To write a good novel about a victim is harder than it looks. (Writing any good novel is harder than it looks, but that’s another story.) Self-pity would undermine the narrative and warp the reader’s connection to Wash, while earnestness, the flip side of that coin, would demean this tale. Not here. Wash hates his enemies with a razor fierceness, no righteousness, bravado, or breast-beating allowed, just earned hostility. Whatever self-pity creeps in momentarily overtakes him in a different context — love, which is only natural and quite real. Everyone in love acts entitled once in a while, at least.
Also important, Wash never stops striving and loving, no matter what blows he takes. Suffering by itself holds only a tenuous connection for readers; but caring for someone else despite suffering always wins. If Wash becomes remarkably adept at certain pursuits, perhaps stretching credulity, his path remains difficult, often perilous, his adventures allowing for (if not demanding) a character somewhat larger than life.

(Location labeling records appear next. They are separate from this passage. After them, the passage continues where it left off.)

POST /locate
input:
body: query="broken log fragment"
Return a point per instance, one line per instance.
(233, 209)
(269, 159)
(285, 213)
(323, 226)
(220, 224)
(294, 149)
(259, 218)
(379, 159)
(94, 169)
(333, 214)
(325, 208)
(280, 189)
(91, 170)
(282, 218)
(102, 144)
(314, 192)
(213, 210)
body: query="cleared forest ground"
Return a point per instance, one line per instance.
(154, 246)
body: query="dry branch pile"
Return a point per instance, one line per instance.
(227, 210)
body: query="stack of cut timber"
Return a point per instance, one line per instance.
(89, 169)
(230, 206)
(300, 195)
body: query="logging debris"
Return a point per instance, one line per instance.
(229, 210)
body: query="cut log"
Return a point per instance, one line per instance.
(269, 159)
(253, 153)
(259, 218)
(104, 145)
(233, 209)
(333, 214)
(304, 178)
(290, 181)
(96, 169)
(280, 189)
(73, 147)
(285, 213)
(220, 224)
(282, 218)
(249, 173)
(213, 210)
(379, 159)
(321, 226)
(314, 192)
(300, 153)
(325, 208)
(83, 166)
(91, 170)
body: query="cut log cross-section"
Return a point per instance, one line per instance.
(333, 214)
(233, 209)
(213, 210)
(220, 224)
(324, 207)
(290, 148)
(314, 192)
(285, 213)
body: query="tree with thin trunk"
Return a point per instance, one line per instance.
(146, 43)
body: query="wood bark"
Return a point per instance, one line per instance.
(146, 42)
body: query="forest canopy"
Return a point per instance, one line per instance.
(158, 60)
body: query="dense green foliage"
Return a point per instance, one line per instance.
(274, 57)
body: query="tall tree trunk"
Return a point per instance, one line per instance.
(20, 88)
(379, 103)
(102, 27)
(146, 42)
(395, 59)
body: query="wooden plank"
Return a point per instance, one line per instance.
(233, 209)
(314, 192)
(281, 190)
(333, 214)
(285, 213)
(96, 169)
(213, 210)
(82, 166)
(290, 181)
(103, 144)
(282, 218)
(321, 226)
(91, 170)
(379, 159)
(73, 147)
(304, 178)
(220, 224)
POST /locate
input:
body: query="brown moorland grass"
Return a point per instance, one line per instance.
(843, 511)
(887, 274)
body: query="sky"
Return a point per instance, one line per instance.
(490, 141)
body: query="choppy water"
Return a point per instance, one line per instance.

Throughout, he’s a spectacular observer, the prose being another pleasure of the book, as with his first look at Bridge Town, the capital of Barbados:
Swells of dust boiled up off the roads. Horses trotted past, heads low in the heat, flies swarming. We clattered past a sailor on a street corner blowing through some bizarre knot of pipes, while beside him a second danced along to his own fiddle, his fingers flying like shadows over the strings. We stopped in the sudden traffic; through the carriage oozed the stink of overripe fruit carted in from the port, and of immense slabs of tuna starting to turn in the heat. At a passing market stall I glimpsed their fishy eyes, fissured with blood as they gawked on beds of cool leaves.
Sometimes, in the early going when Wash is still a young boy, the voice slips — the narrative makes observations seemingly too knowledgeable for a lad, even one looking back from later years. But that’s a minor blemish on a superb novel, and I highly recommend Washington Black.
Disclaimer: I bought my reading copy of this book from bookshop.org, an online retailer that shares its receipts with independent bookstores.